Beginning on January 1, 2022, any person engaged in the business of debt collection in California must be licensed under the Debt Collection Licensing Act. Licensed entities also are subject to additional requirements under the Act, such as developing compliance-focused policies and procedures, maintaining surety bonds, filing annual reports, and undergoing periodic examinations. The Act made related changes to existing debt collection laws in the state as well.
For purposes of the Debt Collection Licensing Act, debt collection is “any act or practice in connection with the collection of consumer debt.” A debt collector is “any person who, in the ordinary course of business, regularly, on the person’s own behalf or on behalf of others, engages in debt collection,” and this includes any person who composes and sells, or offers to do the same, forms, letters, and other collection media used or intended to be used for debt collection. The term also includes a “debt buyer.”

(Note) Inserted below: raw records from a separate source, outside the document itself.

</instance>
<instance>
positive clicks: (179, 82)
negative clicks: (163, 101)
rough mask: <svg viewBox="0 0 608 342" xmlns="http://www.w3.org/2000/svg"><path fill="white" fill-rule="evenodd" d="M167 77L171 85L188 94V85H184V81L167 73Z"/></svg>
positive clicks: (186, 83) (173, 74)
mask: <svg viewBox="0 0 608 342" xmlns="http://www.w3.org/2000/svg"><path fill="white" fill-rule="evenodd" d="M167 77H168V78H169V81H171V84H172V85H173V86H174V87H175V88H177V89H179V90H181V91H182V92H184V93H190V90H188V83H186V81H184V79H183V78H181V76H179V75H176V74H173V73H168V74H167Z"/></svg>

An exemption from the Debt Collection Licensing Act, including from the licensing requirement itself, is available for certain entities licensed by the California Department of Financial Protection and Innovation (DFPI), such as DFPI-licensed finance lenders and brokers under the California Financing Law, and DFPI-licensed mortgage lenders and servicers under the California Residential Mortgage Lending Act. Exemptions also apply to, among others, depository institutions and California Department of Real Estate licensed agents.
The license application will be available through the NMLS website starting September 1, 2021. As provided by the DFPI, an applicant who submits an application by December 31, 2021, may continue to operate in California pending the denial or approval of their application. Information about laws and regulations related to the Debt Collection Licensing Act is available here. The DFPI also made available answers to certain Frequently Asked Questions.